Running AI on a Laptop: What Belongs on the NPU vs the GPU?
In short: AI on a laptop starts in 5 minutes, but the rules differ from a desktop - thermals, battery, and the NPU decide everything, so the key is small, always-on tasks on the NPU all day, and heavy tasks on the GPU or unified memory.
AI on a laptop starts in 5 minutes, but the rules differ from a desktop - thermals, battery, and the NPU decide everything, so the key is small, always-on tasks on the NPU all day, and heavy tasks on the GPU or unified memory. Transcription (Whisper base/small), live captions, embeddings, and 1-4B small LLMs run quietly all day on an NPU at a measured 5-10W, while 7B+ chat LLMs, image generation (SDXL), and Whisper Large need a discrete GPU or unified memory. And RAM and memory bandwidth, not the marketed TOPS number, are the real bottleneck.
In one line: run small, always-on AI on the NPU at low power all day, and heavy models on the GPU or unified memory in short bursts.
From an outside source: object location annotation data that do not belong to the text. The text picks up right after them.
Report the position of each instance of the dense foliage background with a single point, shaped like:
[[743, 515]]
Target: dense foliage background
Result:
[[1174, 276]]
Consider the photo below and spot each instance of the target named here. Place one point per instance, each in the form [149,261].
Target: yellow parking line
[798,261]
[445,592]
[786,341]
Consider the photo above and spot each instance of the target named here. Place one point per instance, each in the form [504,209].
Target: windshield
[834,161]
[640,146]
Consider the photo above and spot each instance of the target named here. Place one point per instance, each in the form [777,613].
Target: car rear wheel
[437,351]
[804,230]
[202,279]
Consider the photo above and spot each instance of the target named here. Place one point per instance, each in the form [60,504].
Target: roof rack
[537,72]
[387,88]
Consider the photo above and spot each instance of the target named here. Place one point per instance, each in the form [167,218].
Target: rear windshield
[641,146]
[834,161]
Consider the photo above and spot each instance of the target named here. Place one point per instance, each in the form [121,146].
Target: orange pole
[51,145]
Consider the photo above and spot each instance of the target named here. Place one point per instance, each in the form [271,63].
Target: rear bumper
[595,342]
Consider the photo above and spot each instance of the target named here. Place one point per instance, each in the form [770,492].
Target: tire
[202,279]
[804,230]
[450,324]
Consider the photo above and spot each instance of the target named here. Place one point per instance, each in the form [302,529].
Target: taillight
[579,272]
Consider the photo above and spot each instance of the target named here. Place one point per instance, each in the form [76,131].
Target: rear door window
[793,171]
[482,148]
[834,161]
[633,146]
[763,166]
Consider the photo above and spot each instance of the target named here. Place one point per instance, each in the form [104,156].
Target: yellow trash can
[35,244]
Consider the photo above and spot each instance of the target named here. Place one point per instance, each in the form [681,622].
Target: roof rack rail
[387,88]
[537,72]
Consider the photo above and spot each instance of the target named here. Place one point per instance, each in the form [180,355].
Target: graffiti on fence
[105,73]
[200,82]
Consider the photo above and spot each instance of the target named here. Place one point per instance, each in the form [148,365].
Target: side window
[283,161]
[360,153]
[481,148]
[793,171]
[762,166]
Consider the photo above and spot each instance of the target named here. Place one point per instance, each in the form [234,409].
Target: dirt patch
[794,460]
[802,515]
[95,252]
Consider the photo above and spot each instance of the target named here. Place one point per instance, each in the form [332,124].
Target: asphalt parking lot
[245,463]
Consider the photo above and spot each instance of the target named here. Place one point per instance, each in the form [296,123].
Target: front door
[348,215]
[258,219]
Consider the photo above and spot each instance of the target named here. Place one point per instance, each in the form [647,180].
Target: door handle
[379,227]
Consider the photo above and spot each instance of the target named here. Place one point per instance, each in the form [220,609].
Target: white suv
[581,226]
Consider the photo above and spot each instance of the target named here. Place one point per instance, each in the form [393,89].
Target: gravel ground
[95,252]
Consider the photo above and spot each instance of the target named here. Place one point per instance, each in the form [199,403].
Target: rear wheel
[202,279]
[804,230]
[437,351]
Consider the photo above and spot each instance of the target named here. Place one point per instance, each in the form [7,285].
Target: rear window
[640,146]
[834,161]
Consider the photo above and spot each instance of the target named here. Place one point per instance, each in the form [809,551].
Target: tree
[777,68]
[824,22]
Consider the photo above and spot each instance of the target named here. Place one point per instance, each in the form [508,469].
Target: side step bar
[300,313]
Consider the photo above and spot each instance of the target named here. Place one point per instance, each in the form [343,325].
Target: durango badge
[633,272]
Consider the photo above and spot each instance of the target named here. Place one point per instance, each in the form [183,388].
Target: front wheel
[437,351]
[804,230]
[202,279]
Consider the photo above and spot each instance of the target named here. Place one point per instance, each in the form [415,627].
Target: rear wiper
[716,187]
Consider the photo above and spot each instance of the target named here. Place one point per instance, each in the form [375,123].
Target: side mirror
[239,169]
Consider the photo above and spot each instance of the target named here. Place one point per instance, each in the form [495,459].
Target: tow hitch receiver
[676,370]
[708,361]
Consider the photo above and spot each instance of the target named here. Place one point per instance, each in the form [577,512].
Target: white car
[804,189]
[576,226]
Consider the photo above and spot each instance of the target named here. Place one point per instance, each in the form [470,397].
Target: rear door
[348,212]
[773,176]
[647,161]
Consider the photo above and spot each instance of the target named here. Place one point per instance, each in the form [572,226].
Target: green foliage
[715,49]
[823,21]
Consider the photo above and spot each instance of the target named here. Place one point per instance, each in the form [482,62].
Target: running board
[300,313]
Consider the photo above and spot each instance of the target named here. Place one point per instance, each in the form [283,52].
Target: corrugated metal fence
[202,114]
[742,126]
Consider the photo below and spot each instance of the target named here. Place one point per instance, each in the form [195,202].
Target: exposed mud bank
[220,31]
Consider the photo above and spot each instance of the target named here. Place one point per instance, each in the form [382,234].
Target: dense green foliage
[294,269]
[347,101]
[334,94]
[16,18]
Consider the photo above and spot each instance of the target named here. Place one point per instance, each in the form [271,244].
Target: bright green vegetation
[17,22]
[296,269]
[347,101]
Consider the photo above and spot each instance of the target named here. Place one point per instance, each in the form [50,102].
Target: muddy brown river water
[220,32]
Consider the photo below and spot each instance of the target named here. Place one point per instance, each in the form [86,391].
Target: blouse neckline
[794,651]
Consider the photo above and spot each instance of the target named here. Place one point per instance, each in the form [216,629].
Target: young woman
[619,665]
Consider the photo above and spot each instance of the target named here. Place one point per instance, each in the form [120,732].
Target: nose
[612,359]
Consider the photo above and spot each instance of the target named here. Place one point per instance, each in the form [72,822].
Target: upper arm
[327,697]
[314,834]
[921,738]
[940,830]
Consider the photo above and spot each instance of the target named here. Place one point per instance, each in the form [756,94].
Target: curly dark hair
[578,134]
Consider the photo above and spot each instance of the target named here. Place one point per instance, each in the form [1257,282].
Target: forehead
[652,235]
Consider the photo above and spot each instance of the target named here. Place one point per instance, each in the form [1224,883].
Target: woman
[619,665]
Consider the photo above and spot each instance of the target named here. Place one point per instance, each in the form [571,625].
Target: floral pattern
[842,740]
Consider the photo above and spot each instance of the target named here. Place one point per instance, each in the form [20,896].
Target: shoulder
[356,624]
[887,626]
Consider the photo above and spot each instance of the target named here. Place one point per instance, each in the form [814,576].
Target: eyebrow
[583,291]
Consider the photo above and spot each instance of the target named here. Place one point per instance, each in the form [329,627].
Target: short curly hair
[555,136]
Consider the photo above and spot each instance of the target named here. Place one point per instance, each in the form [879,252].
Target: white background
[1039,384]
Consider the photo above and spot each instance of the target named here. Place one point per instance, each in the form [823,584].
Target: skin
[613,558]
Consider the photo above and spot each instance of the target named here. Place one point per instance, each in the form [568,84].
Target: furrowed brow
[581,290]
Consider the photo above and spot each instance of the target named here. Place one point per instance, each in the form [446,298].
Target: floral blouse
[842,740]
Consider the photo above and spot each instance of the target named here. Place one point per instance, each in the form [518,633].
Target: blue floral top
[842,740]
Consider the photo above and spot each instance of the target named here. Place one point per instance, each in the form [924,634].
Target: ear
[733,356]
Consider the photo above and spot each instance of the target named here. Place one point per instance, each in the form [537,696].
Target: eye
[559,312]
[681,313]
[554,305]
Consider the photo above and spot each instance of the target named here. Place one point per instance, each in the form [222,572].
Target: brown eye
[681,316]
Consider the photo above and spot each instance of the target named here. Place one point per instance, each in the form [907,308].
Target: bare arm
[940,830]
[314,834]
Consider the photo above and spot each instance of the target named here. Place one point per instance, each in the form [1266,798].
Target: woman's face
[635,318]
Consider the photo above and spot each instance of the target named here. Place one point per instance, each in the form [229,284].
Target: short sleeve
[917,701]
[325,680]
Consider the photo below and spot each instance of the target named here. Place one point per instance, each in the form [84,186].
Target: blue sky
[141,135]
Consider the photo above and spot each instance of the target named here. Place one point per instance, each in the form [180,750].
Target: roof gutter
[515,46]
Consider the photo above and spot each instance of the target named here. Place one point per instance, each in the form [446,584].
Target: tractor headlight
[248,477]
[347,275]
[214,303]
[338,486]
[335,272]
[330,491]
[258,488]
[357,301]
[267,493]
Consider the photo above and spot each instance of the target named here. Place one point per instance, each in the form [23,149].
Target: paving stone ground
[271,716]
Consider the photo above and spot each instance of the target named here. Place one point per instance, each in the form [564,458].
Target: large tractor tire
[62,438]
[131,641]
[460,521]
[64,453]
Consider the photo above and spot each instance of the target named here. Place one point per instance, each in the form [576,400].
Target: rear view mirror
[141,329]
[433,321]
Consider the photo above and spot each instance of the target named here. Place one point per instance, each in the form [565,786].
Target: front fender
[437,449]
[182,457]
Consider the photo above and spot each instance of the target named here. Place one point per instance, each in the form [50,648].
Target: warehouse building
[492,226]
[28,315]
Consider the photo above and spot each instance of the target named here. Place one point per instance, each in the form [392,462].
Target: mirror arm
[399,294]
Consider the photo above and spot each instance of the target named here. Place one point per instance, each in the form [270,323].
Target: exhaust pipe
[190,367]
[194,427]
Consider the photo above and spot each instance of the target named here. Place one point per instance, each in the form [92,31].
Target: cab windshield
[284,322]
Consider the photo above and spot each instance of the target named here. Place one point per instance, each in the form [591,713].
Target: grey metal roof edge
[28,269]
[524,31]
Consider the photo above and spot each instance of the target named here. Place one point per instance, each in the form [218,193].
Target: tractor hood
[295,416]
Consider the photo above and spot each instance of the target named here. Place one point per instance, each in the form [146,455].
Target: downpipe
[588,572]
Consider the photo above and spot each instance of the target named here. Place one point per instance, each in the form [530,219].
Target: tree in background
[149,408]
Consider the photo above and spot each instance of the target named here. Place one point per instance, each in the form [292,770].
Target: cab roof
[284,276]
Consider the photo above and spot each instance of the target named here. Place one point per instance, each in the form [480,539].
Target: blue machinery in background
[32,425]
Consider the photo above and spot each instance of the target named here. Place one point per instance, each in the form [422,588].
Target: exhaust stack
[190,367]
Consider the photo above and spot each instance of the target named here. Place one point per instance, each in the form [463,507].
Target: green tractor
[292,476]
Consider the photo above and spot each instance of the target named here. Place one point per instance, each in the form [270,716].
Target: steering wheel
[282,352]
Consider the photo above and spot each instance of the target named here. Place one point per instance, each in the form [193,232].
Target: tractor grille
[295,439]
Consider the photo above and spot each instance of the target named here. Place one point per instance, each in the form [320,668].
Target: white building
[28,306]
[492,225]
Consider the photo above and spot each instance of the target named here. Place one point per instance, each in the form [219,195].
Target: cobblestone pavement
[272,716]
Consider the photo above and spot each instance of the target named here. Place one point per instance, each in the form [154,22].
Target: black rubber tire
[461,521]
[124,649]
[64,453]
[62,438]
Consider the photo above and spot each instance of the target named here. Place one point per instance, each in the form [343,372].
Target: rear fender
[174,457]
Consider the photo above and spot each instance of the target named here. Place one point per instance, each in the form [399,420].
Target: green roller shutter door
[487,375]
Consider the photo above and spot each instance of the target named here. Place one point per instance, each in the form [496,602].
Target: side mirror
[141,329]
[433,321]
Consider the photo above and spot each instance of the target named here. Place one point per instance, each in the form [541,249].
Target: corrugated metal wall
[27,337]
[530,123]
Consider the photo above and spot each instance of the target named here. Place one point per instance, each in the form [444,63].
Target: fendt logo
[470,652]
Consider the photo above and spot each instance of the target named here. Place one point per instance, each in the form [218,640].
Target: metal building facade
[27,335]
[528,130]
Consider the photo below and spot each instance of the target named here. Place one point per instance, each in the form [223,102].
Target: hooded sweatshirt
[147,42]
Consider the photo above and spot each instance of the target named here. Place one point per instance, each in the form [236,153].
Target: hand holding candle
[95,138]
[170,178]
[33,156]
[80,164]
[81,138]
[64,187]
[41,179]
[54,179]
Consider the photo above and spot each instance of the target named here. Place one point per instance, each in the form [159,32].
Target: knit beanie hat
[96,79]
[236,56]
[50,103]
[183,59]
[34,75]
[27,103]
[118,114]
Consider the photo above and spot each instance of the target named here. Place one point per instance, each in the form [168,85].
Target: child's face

RAM, bandwidth, and thermals set real speed, not the TOPS on the spec sheet.
In plain terms: laptop AI is fuel-efficient city driving. The NPU carries small loads on little fuel all day (battery), while big loads (large models) burn a lot and need the charger (wall power) and a big engine (GPU).
What can your laptop do (by class)?#
NPU laptops do small AI all day, GPU laptops do big models in short bursts, and a MacBook does as much as its unified memory. The Copilot+ PC bar is a 40+ TOPS NPU and 16GB RAM, running transcription, captions, Windows Studio Effects, and small LLMs locally. Gaming/discrete-GPU laptops run 7-13B LLMs and image generation fast in measurements but draw 30-40W, so battery is short. A MacBook (Apple Silicon) uses unified memory wholesale: 16GB handles around 7B, 128GB up to 70B-class - but a fanless design thermally throttles on sustained inference past 10-15 minutes. Here an NPU (neural processing unit) is a small chip dedicated to AI matrix math at low power, while unified memory is an architecture where CPU and GPU share the same RAM so a large model can load whole.
| Laptop class | Typical spec | Runs well | Weak at | Battery |
|---|---|---|---|---|
| Thin-and-light (NPU/Copilot+) | 40+ TOPS, 16GB | Whisper base/small, captions, embeddings, 1-4B LLM | 7B+, image gen | Long (NPU 5-10W) |
| Gaming/discrete GPU | RTX 8-16GB | 7-13B LLM, SDXL, Whisper Large | Battery (30-40W) | Short, plug required |
| MacBook (unified memory) | M-series 16-128GB | As much as memory (fast prompt) | Fanless thermal throttle | Well balanced |
How do an NPU and a GPU differ?#
An NPU is "steady" on little power; a GPU is "hard" on lots of power. The NPU specializes in low-precision matrix math like INT8, doing the same background blur at 5-10W versus a GPU's 30-40W, and it holds about 92% of peak on battery in measurements (an external dongle drops about 63% from heat). But big LLMs do not route through the NPU yet: as of 2026 Ollama and llama.cpp do not target NPUs and use GPU acceleration like Metal or CUDA instead. The NPU's sweet spot is Whisper variants, Phi-class small models, embeddings, and always-on agents. In short, think of it as NPU for "small AI that runs quietly all day" and GPU for "big AI you run hard for a short burst."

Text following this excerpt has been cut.